We tend to sound like a lot of other people before we learn to sound like ourselves. A large part of learning to write, personally, has been the experience of getting to know myself. This is something I am sure I have in common with most people. At the beginning of learning about poetry, I decided to try my hand at copying a poem from my childhood, Poe’s The Raven. I used his wonderfully haunting meter as a guideline and wrote a thing I called The Traveller. It would perhaps be more precisely titled The Merchant, but something about spelling traveler with a double L caught my imagination since I imagined it in an old never-when anywhere medieval countryside of the British Isles…perhaps in Wales. Therefore, The Traveller it has remained.

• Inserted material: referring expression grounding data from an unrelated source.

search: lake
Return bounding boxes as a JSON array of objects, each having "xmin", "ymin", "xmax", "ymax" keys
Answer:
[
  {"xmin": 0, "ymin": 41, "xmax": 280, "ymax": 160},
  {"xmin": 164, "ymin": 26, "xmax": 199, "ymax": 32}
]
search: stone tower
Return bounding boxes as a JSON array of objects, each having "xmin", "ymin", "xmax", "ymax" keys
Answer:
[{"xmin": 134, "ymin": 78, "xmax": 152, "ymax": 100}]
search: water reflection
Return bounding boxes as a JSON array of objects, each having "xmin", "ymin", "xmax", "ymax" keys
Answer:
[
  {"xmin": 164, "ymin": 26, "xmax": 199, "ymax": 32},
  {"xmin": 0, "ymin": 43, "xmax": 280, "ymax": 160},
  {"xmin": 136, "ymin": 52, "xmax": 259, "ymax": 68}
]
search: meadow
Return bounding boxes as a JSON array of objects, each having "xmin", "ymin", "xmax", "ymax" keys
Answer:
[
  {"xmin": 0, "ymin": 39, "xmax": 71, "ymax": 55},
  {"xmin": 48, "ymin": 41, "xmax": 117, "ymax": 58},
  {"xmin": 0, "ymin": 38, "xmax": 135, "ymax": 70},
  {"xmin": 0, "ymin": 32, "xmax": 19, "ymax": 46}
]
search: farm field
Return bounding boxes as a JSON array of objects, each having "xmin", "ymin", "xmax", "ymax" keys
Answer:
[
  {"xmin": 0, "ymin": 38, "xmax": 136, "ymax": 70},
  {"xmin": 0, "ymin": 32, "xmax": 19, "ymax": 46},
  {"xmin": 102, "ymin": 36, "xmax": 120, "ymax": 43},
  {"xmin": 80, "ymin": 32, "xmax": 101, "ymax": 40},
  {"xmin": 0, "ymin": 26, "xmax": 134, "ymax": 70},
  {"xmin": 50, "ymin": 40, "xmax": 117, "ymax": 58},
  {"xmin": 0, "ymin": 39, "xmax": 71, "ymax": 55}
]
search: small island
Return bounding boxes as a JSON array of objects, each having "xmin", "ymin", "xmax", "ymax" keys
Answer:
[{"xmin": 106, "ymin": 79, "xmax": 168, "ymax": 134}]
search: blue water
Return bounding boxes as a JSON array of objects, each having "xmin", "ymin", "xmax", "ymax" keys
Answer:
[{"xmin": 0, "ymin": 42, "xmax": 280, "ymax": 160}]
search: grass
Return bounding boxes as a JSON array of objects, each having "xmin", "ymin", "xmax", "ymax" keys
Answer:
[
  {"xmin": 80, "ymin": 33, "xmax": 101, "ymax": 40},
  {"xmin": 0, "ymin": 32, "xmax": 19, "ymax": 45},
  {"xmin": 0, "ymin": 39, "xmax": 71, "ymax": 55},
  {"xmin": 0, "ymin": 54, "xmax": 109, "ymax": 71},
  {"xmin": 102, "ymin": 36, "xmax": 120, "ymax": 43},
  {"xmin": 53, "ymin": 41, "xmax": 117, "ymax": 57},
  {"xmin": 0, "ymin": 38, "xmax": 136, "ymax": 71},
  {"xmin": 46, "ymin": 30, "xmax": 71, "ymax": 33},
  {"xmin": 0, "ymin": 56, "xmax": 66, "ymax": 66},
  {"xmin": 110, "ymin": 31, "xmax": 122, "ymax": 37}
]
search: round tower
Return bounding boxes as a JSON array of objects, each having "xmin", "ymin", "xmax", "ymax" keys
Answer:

This is a story about a young man who set off into the world to make enough money that he would become a candidate for marriage to a young higher-born woman. After many years of hard work he has improved himself and has headed home to state his case to her father and ask for the woman’s hand in marriage. Sadly, he is too late:
Inside the walls of Gelney Downs, a winter night has turned the town
At last into the place of rest, I sought when I began
A journey felt by heart’s direct, though sadly left the heart bereft
To the place whence came and first I met
The lovely late Muiree
My love compelled me fortune seeking, along the road on wagon creaking
Creaks that told my coming from a league or two away
So sure I was to find her there, that scarce I thought I mustn’t dare
To dress myself and journey there
To the home of Miss Muiree
At dawn I dressed with joyful passion, smugly suited, dressed in fashion
My purse a jingle with the sounds of coin’s uncounted glee
Within my carriage bundled tightly, goods and gifts were carried lightly
Lighter than my love compelled me
Afloat so buoyantly
The cost to join such fair a maiden, from such a house as Dorian Fayden’s
A man who lifted gold to mouth without much modesty
Within my heart as daylight fades, there hope resides for payment made
Such treasures, I, have brought in trade
The gifts for my Muiree
There was a summer long ago, when she admitted she beholds me
Far above the moneyed men who lacked all gallantries
The courting then was nearly done, to her father’s house I rose to run
To say my piece, declare he trust
Her hand, in mine, for free
For lack of fortune he abstained, from allowing my impoverished name
I set out then to return home as a man of better means
In my absence there were suitors, one now claimed her, nay, removed her
The hand of death, of pox and murder
His cold hand caught Muiree
What could make a life worth living, now that I had naught for giving
Beside my gifts and wealth that I’ve accrued so selflessly
The world over I have been, a trader trading cloth and gin
Now never would I hold again
My priceless, flown, Muiree
What I love about looking back at this was that I learned very little about poetry in doing this, and I don’t pretend to be a poet, but what I realized is that this was my first short story, more than it was a poem. In searching for something new in my writing, in playing with a form I did not understand, and in emulating someone else, I managed to find something I wasn’t looking for in the first place. I discovered the sweetness of writing short fiction. Good ideas seem to happen most when you’re trying something new.